ここで、ヒラメ筋の遠心性収縮で「ブレーキ」をかけ、下腿が急激に前傾するのを防ぎ、安定した重心の前方移動を可能にします。

立脚中期から立脚後期のいらすと。ヒラメ筋に目印あり。

もし、ヒラメ筋の制御が効かないと、下腿の前倒れにより“膝折れのリスク”が生じます。

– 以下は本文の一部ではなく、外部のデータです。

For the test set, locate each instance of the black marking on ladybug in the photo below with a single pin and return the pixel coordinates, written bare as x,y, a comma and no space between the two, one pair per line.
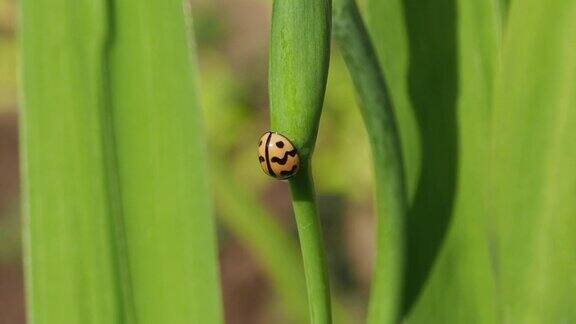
283,160
289,172
268,155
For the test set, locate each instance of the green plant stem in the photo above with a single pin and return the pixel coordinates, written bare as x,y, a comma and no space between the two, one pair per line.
299,58
312,245
379,119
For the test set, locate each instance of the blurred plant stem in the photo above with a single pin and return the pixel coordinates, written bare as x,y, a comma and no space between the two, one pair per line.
391,202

さらに、この不安定さや前倒れへの恐怖心から、反対側の足の歩幅が小さくなり、効率的な推進力が得られなくなってしまいます。

プク太
プク太

へぇ~、そうだったんだ。

腸腰筋によるエネルギー蓄積

重心が前方へ進むにつれ、股関節は伸展していきます。この時、腸腰筋も遠心性収縮を行い、股関節の過度な伸展にブレーキをかけます。

立脚中期から立脚後期のいらすと。腸腰筋に目印あり。

同時に、腸腰筋は強く引き伸ばされます。

この筋肉の物理的な伸張こそが、次のフェーズで足を前に振り出すための「エネルギー蓄積」として機能します。

ダイ吉
ダイ吉

ここで貯めた股関節のパワーは

次の相で爆発させるよ!

立脚後期の役割

立脚後期の筋活動は、単体で完結するものではありません。すべては「次の遊脚期へ移行する」ための強力な事前準備です。

遊脚期に移る準備

この後の遊脚初期期(ISw)でスムーズに足を振り出すためには、立脚後期で股関節が「十分に伸展」していることが絶対条件です。

トレッドミルで歩行する女性。

股関節の伸展角度が不足していると、骨盤や体幹の回旋(代償)が生じ、エネルギー効率の悪い歩行となります。

クリアランスに向けた準備

前述した腸腰筋のエネルギー蓄積は、輪ゴムを引き伸ばした状態と全く同じです。

限界まで引き伸ばされた腸腰筋は、遊脚期に入った瞬間に一気に縮もうとします。

スリングショットの画像。ゴムを引っ張る男性の腕。

この反射によって股関節が強力に屈曲し、爆発的なパワーが生まれます。

この運動力学こそが、つま先を地面から浮かせて引っ掛かりを防ぐ「クリアランス確保」の最大の原動力となります。

プク太
プク太

立脚後期は大事なんだね。

よく分かったよ~。

まとめ

立脚後期の動作分析において、確認すべき要点は以下の3つです。

  • ヒラメ筋の遠心性収縮:足関節背屈にブレーキをかけ、下腿の前傾を制御する。

  • 腸腰筋の遠心性収縮:股関節伸展にブレーキをかけ、次相へのパワーを蓄積する。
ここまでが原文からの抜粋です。